Wow. That is the simplest proof for that question!
 
fresh_42 said:
My proof uses ##u(1-u)=\frac{1}{4}-(u-\frac{1}{2})^2< \frac{1}{4}## since squares are positive.
##\leq## as u=1/2 is possible - squares can be zero. I didn't go into detail with that part as it is very easy to show and a well-known result, too.
 
mfb said:
##\leq## as u=1/2 is possible - squares can be zero. I didn't go into detail with that part as it is very easy to show and a well-known result, too.
I think that's just a typo.
 
fresh_42 said:
Hey, I was lazy: "<" is on the keyboard ##"\leq"## is not. These details are trivial and left to the reader ;-)
That reminds me of a statistics course lecture. The lector said something like "..and since ##f## is injective, it is invertible..". Similarly, in algebra, saying something is a subgroup of ##G## is to be read as "is an isomorphic copy of a subgroup of ##G##".
 
nuuskur said:
That reminds me of a statistics course lecture.

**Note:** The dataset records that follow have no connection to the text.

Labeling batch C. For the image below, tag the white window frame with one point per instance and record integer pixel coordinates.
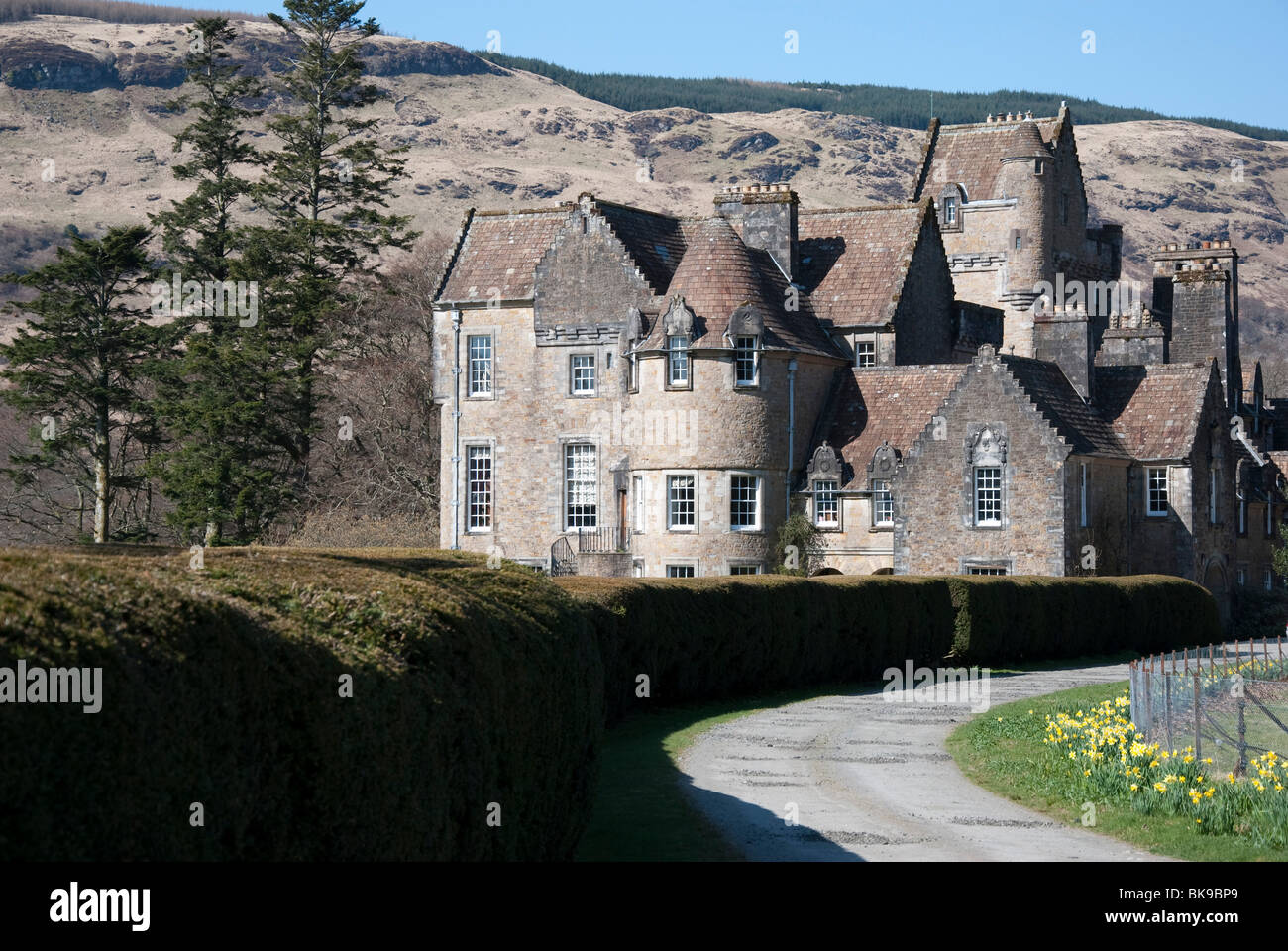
(575, 377)
(485, 492)
(673, 523)
(822, 493)
(1150, 472)
(572, 522)
(481, 371)
(640, 510)
(678, 375)
(1082, 519)
(758, 484)
(977, 488)
(739, 360)
(888, 495)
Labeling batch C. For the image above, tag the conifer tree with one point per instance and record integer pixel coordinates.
(326, 191)
(76, 367)
(219, 388)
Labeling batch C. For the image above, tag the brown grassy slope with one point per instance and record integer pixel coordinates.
(513, 140)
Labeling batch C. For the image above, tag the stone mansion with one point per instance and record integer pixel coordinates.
(954, 384)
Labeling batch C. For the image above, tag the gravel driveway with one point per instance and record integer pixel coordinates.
(874, 781)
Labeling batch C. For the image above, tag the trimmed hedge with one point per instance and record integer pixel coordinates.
(1031, 617)
(722, 637)
(471, 686)
(711, 638)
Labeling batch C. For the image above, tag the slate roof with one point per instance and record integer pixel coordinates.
(971, 154)
(501, 251)
(1154, 410)
(1081, 425)
(885, 403)
(853, 262)
(656, 241)
(719, 274)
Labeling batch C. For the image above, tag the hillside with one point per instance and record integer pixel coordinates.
(84, 103)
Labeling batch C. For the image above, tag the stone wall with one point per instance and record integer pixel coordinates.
(934, 500)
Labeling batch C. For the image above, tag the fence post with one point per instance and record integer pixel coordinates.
(1198, 739)
(1243, 739)
(1149, 703)
(1167, 707)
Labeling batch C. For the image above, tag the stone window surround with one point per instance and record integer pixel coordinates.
(838, 526)
(639, 502)
(690, 365)
(668, 475)
(758, 350)
(958, 196)
(881, 526)
(696, 564)
(996, 458)
(593, 367)
(872, 337)
(563, 442)
(1149, 510)
(759, 527)
(494, 333)
(465, 482)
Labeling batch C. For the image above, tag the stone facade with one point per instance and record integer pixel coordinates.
(630, 392)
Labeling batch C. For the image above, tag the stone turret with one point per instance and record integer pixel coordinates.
(1197, 299)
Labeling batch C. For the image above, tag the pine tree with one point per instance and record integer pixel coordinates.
(219, 386)
(76, 365)
(326, 191)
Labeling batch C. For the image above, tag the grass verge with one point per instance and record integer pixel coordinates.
(1003, 752)
(642, 812)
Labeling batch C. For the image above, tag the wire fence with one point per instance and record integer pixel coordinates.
(1228, 702)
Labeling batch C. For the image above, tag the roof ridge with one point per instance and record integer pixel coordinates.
(562, 208)
(898, 206)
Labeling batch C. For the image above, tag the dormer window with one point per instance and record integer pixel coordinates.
(864, 354)
(678, 361)
(746, 361)
(951, 200)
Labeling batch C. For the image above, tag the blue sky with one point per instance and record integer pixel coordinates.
(1207, 58)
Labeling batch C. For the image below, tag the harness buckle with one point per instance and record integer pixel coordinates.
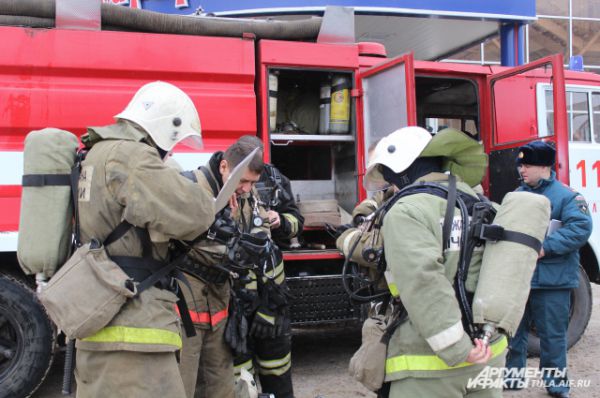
(491, 232)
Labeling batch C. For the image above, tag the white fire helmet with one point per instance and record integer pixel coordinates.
(166, 113)
(397, 151)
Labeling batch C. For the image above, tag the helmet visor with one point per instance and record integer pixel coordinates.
(193, 141)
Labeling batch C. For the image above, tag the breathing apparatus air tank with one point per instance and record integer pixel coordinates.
(324, 107)
(507, 266)
(273, 83)
(45, 225)
(339, 121)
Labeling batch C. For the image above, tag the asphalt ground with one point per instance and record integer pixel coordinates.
(320, 359)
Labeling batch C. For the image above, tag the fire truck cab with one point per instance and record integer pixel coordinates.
(72, 79)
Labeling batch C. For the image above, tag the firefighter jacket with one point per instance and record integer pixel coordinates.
(123, 178)
(559, 268)
(208, 302)
(432, 342)
(280, 192)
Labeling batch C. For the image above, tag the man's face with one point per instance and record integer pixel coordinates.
(533, 174)
(247, 181)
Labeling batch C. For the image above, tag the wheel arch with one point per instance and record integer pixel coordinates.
(589, 262)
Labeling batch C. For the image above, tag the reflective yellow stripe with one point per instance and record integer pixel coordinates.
(274, 363)
(371, 203)
(251, 285)
(279, 280)
(394, 289)
(237, 369)
(275, 372)
(403, 363)
(293, 224)
(277, 275)
(268, 318)
(124, 334)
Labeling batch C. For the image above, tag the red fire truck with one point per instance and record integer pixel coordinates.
(70, 79)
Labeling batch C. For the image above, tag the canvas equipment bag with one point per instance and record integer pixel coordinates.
(87, 292)
(367, 365)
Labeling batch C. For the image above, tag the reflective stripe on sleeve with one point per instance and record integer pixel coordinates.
(348, 241)
(446, 337)
(372, 203)
(416, 363)
(293, 224)
(391, 284)
(125, 334)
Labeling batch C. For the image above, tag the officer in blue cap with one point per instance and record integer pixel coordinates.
(557, 271)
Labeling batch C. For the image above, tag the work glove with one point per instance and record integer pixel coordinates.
(268, 324)
(236, 330)
(334, 231)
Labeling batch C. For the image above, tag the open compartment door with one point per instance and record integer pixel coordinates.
(388, 102)
(515, 120)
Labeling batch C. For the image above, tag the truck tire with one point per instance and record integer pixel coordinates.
(27, 339)
(579, 316)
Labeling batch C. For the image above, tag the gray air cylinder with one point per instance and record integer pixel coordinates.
(507, 267)
(46, 214)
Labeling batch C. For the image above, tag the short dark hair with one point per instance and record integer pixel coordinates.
(252, 140)
(239, 150)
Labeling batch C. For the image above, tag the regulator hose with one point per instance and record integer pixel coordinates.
(21, 12)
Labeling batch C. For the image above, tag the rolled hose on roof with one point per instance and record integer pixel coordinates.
(37, 13)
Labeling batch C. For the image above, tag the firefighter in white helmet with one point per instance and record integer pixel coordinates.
(124, 182)
(429, 353)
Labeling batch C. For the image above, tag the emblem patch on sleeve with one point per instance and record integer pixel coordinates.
(582, 204)
(84, 188)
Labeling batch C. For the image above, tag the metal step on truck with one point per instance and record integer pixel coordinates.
(278, 80)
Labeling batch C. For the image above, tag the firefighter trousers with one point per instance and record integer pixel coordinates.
(548, 311)
(273, 360)
(207, 365)
(457, 386)
(126, 374)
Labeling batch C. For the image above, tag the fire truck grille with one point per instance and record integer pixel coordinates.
(321, 299)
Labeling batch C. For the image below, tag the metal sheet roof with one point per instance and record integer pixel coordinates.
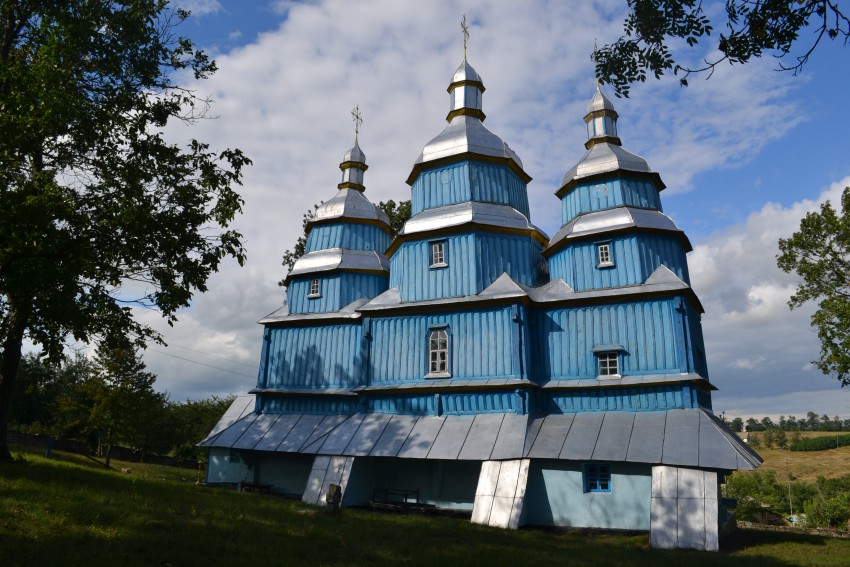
(349, 204)
(241, 406)
(610, 220)
(339, 259)
(466, 134)
(689, 438)
(605, 157)
(490, 214)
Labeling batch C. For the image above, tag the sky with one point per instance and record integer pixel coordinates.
(745, 155)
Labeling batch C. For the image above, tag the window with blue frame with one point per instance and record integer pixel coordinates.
(438, 254)
(438, 352)
(604, 258)
(597, 478)
(315, 289)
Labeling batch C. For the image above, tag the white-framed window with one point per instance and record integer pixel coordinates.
(315, 289)
(604, 259)
(438, 353)
(608, 364)
(597, 478)
(438, 254)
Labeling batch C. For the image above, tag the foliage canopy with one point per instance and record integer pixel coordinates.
(820, 254)
(101, 211)
(751, 29)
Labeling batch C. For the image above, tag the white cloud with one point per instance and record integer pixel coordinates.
(285, 100)
(756, 347)
(199, 7)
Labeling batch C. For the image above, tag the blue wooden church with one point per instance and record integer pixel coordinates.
(474, 363)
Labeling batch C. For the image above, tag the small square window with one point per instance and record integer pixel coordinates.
(608, 364)
(603, 255)
(597, 478)
(315, 289)
(438, 254)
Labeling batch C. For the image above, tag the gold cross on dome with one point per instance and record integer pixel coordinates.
(465, 31)
(358, 120)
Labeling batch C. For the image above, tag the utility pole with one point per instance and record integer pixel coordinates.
(788, 472)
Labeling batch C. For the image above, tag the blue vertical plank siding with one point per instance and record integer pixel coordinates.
(480, 345)
(426, 404)
(660, 397)
(474, 261)
(469, 180)
(313, 357)
(338, 289)
(348, 235)
(635, 257)
(613, 192)
(696, 342)
(565, 337)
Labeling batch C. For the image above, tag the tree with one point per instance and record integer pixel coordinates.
(751, 30)
(192, 421)
(819, 253)
(397, 213)
(100, 211)
(124, 407)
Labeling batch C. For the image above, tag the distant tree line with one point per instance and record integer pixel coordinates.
(110, 400)
(825, 502)
(812, 422)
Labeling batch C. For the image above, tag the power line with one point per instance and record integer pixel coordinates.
(201, 363)
(213, 355)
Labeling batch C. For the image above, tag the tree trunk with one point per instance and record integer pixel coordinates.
(10, 360)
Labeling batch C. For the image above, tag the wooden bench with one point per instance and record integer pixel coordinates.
(401, 495)
(254, 487)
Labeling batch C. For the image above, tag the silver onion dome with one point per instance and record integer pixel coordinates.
(465, 132)
(604, 152)
(355, 154)
(353, 166)
(349, 204)
(599, 102)
(601, 119)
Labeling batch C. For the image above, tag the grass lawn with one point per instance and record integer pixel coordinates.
(67, 511)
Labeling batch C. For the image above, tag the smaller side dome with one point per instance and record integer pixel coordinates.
(465, 93)
(353, 167)
(600, 102)
(601, 119)
(465, 73)
(355, 154)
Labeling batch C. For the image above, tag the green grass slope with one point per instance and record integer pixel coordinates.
(66, 511)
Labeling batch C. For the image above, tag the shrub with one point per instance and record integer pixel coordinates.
(820, 443)
(828, 512)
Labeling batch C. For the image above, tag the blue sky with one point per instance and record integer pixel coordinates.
(744, 155)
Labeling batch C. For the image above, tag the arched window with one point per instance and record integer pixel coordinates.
(438, 352)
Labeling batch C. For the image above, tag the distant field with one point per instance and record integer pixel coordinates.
(804, 465)
(67, 511)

The lector said something like "..and since ##f## is injective, it is invertible..". Similarly, in algebra, saying something is a subgroup of ##G## is to be read as "is an isomorphic copy of a subgroup of ##G##".
or omitting "almost everywhere" in measure theory.

I have also seen isomorphic for monomorphic (here, not in books), which I really dislike.